How do you deal with projects that drag on and on and on over several years, never seeming to come any closer to completion from one year to the next?  I have a couple on the books right now, which, for whatever reason, have yet to complete a half-finished siding (EIFS, thus somewhat weather-dependant - but not for three years, for crying out loud!!!) job.  They come in dutifully and faithfully each year prior to the expiration of their current permit and obtain a new one, thereby giving them another year to lumber along with their project.  How can we bring these things to a conclusion?  The closest thing I can come up with is a nuisance ordinance which regards a project "which is not diligently pursued to completion" as a nuisance.  Is this the way to do it??


----------



## vegas paul (Dec 31, 2009)

Re: Never-ending projects

When they come in for new permits, are you at least re-charging them for the permit fees?  If a code-cycle change has occurred, are you requiring new plans and compliance with the new codes in effect when the new permit is issued?  Just some thoughts.  when a permit expires here, and new codes have been adopted, we require a code update plan submittal, and full compliance - plus new plan review fees.


----------



## cda (Dec 31, 2009)

Re: Never-ending projects

Unless you have some ugly building ordinace in place how can you tell some one how fast to build a building????

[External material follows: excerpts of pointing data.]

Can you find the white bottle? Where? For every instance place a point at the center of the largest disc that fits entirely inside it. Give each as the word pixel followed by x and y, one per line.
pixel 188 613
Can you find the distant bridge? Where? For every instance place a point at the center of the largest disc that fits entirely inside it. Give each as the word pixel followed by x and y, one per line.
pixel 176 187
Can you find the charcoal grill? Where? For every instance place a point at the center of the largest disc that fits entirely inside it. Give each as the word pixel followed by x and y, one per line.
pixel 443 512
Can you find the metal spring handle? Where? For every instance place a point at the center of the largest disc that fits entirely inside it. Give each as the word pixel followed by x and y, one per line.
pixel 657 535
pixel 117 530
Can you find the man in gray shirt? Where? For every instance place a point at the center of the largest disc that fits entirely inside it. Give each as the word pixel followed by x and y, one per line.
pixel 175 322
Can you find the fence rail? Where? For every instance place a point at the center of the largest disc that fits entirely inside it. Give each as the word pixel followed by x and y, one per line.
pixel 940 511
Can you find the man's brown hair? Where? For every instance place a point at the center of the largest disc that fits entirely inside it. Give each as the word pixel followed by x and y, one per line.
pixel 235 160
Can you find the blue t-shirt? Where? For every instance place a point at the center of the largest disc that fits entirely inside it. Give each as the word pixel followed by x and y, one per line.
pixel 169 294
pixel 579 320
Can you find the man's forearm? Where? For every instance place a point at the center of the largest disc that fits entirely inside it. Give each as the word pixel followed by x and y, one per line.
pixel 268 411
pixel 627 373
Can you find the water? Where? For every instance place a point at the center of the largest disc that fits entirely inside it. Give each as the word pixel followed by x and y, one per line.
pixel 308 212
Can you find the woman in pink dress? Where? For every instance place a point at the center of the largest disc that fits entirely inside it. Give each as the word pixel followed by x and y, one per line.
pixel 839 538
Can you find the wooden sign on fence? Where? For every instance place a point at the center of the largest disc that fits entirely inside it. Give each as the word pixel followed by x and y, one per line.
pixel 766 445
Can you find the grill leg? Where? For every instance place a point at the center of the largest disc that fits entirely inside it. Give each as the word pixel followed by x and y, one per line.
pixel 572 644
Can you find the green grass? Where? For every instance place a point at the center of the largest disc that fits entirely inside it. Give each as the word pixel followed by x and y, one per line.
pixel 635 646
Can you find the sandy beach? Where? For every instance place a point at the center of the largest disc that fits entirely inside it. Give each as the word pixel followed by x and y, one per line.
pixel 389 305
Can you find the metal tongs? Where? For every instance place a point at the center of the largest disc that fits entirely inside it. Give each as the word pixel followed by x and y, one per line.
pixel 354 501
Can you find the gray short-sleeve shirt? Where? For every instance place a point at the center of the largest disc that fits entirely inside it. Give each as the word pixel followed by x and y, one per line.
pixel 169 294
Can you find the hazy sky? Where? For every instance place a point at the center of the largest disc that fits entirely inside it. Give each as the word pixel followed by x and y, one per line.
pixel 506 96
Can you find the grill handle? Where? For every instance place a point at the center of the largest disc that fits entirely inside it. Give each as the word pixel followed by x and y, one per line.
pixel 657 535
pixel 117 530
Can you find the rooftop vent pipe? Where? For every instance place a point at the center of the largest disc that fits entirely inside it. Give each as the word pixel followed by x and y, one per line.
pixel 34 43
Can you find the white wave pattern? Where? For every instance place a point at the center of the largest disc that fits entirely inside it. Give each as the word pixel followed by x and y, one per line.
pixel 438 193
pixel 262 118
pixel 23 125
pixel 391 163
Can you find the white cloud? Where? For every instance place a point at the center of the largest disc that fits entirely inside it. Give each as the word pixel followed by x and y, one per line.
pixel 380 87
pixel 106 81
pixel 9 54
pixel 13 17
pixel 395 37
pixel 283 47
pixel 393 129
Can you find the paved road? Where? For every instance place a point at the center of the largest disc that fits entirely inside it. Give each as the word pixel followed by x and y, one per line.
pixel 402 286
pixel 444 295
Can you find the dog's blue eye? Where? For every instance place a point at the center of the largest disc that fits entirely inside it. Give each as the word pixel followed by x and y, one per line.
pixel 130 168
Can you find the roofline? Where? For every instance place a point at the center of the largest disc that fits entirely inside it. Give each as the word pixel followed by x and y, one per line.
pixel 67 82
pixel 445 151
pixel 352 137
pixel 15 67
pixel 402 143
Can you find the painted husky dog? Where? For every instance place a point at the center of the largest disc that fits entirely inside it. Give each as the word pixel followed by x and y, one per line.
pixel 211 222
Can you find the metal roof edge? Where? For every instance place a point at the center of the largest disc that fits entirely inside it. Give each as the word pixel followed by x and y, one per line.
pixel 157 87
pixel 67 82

such as joe homeowner who buys a 2x4 every pay day to add to his house under construction, because that is all he can afford


----------



## mtlogcabin (Dec 31, 2009)

Re: Never-ending projects

Jurisdiction I worked for in Fl required you to pass an inspection every 60 days or the project could be assumed to be abandonded. Used mostly as a tickler file for us to send a post card after 45 days reminding them to call for inspections. It really was never an issue as we did partial inspections and could always find something to pass. It allowed us to keep a hands on view of the projects progress.


----------



## FM William Burns (Dec 31, 2009)

Re: Never-ending projects

In Michigan by BCC Admin Rules.......if a project received PR or permit in an existing code cycle it "shall" be regulated under that code and if it prolongs for X amount of time the jurisdiction can't do anything provided they re-apply for permit continuance unless the site is deemed hazardous associated to the life safety and welfare of the community which becomes a slippery slope (if the site is secured from vandalism or access during the down time).  We currently have (3) 60,000 s.f. shells with earth floors.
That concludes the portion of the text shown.